Related Work & Insights¶
- vs. LongVideoReason / ReWatch: These rely on multi-agent labeling, whereas VideoSSR uses self-supervised perturbations. VideoSSR is zero-cost, controllable, and shows higher performance on strong models.
- vs. Video-R1 / SpaceR: While specific works enhance individual capabilities (spatial or temporal), VideoSSR uses task mixing to pursue broad-spectrum generalization.

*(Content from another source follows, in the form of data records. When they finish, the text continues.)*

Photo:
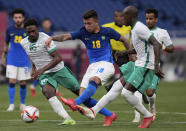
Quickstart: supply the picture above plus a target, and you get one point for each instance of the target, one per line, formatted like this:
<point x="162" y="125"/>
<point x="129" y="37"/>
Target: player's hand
<point x="3" y="62"/>
<point x="158" y="71"/>
<point x="37" y="73"/>
<point x="48" y="41"/>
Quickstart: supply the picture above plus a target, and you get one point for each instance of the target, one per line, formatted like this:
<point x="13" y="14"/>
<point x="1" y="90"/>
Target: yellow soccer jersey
<point x="124" y="31"/>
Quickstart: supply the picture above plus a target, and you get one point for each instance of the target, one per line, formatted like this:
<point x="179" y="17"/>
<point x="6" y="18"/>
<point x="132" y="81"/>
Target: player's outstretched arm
<point x="125" y="42"/>
<point x="56" y="59"/>
<point x="58" y="38"/>
<point x="156" y="46"/>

- vs. VideoJigsaw: Unlike prior work limited to a single jigsaw task, this work expands self-supervision to a diverse set of tasks and demonstrates that diversity is more critical than scale.
Rating¶
- Novelty: ⭐⭐⭐⭐⭐ Successfully introduces self-supervised pretext tasks into RLVR data generation, solving three pain points simultaneously.

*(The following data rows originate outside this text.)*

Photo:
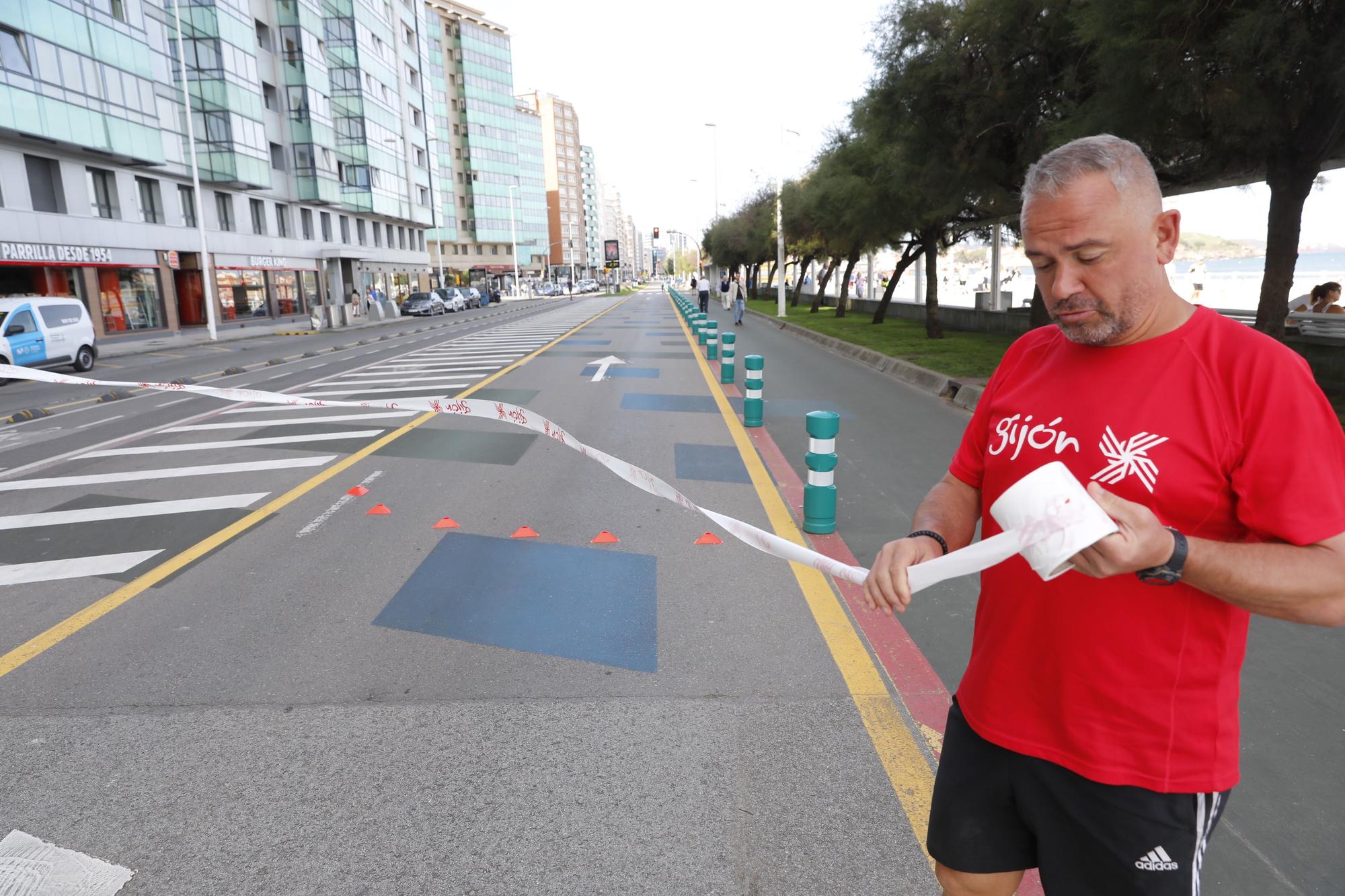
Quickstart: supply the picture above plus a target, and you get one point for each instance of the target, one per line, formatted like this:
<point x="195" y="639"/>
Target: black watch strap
<point x="931" y="534"/>
<point x="1171" y="572"/>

- Experimental Thoroughness: ⭐⭐⭐⭐⭐ 17 benchmarks, multiple frame settings, and comprehensive ablations across rewards, tasks, and perturbations.
- Writing Quality: ⭐⭐⭐⭐ Excellent explanation of motivation via variance; math is solid; discussion on long-form video could be deeper.
- Value: ⭐⭐⭐⭐⭐ Provides a zero-cost, difficulty-adaptive RLVR data paradigm that is highly relevant for the era of strong models.